L(8) * p(u1,v1) * (1 - p(u2,v2)) +
L(8) * (1 - p(u1,v1)) * p(u2,v2) +
L(16) * p(u1,v1) * p(u2,v2)
Up until now, I've been implicitly assuming that the possible outcomes of an upset pick are either zero or n points. But that's not really true. The cost of an incorrect pick can be greater than just losing the points for that game.
For example, last year the Pain Machine correctly predicted that #15 Lehigh would beat #2 Duke. Given the rarity of 15-2 upsets, that was an amazing prediction. But even if it was a very likely upset, it would have been a bad pick, because there was a potentially high cost if the upset didn't happen. To see why, here is the bracket:
We can generalize this idea as a value formula for a win by U over V:
V(u,v) = (p(u,v) * roundi ) - (p(v,i+1) * roundi+1 ) - (p(v,i+1)*p(v,i+2)* roundi+2 ) ...
Here, p(u,v) represents the probability that U defeats V, roundi represents the scoring value for the Ith round of the tournament, and p(v,i+1) represents the probability of V defeating their likely opponent in round i+1 if they had not been upset by U. To return to the Lehigh-Duke example, the value is the probability of Lehigh beating Duke times 1 (the value of that round) minus the probability of Duke beating Notre Dame (their expected opponent) times 2 (the value of that round), and so on.
To maximize V(u,v) we must maximize p(u,v) and minimize p(v,i+1). And since roundi+1 = 2*roundi, it is twice as important to minimize p(v,i+1). To translate this into plain English, we want to pick upsets where the team being upset has very little chance to win its next round game. That's why the Lehigh upset was a poor pick -- because as a #2 seed Duke had a very good chance to win its second round game.
Instead, this formula will value upset picks like #10 Xavier over #7 Notre Dame. (Which also happened!) To see why, look again at the bracket:
Whichever team wins the first round game -- Notre Dame or Xavier -- they are likely to lose the second round game to the stronger Duke team. Thus the downside of the upset pick is minimized -- if Notre Dame wins and then loses to Duke as expected, you'll only have lost one point for the incorrect upset pick.
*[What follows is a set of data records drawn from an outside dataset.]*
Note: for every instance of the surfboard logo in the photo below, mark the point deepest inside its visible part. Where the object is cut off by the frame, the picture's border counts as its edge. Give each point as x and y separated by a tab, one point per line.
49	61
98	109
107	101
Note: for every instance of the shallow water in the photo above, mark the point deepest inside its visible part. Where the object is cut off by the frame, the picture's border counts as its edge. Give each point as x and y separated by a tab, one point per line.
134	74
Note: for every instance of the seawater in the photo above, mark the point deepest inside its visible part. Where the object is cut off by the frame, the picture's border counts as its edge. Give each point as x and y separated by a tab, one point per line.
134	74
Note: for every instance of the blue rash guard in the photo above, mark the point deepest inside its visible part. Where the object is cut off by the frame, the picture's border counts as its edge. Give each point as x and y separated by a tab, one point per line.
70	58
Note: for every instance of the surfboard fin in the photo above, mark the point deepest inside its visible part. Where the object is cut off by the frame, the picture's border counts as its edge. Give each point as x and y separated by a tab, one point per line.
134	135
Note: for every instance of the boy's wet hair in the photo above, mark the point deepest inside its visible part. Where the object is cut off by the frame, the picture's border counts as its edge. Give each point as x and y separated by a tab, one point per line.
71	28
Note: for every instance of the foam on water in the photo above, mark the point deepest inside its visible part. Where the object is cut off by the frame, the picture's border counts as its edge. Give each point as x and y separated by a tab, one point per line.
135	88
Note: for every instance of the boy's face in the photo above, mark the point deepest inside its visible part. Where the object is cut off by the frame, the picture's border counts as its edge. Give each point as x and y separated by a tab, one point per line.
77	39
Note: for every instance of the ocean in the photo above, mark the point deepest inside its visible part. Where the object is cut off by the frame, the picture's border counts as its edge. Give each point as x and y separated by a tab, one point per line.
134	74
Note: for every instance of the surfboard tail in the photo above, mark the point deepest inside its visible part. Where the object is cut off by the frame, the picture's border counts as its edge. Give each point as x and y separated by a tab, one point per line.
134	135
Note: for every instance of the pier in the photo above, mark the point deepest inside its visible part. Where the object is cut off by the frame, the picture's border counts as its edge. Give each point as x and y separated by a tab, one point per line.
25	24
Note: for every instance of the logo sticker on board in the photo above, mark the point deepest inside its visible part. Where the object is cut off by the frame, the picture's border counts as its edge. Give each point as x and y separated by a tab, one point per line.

This insight is nothing new. Canny pickers already look for upsets that are "firewalled" off in the next round by a strong opponent. However, the value formula above gives us an objective measure for comparing between possible upset picks. I suspect that most people incorrectly assess the p(u,v) vs. p(v,?) tradeoff. Because scoring doubles each round, it's much more important to consider the cutoff in the next round than the upset chance -- which most people probably find counter-intuitive.
Unfortunately, the strategy of "firewalling" upset picks runs counter to the strategy of picking high-scoring late round upsets, because (assuming most games are not upsets) the mismatches which make good firewalls primarily occur in the early rounds. If the tournament runs mostly true to the seedings, the late round games are usually between closely-matched teams and do not make good firewalls. An interesting exception is the Championship game itself. If you pick an upset in the Championship game incorrectly, you're guaranteed not to lose any additional points.
To summarize these thoughts about picking a tournament bracket:
- A bracket consisting of chalk picks and true mis-seedings is not likely to win a sizable Tournament challenge.
- Picking late-round upsets between highly-seeded teams has the advantages of (1) scoring a lot of points, and (2) being relatively likely to occur.
- To maximize the overall chance of winning the challenge, it may be better to spread your upset picks rather than bet "all or nothing."
- Upset picks which are firewalled in the next round reduce the downside risk of an incorrect pick.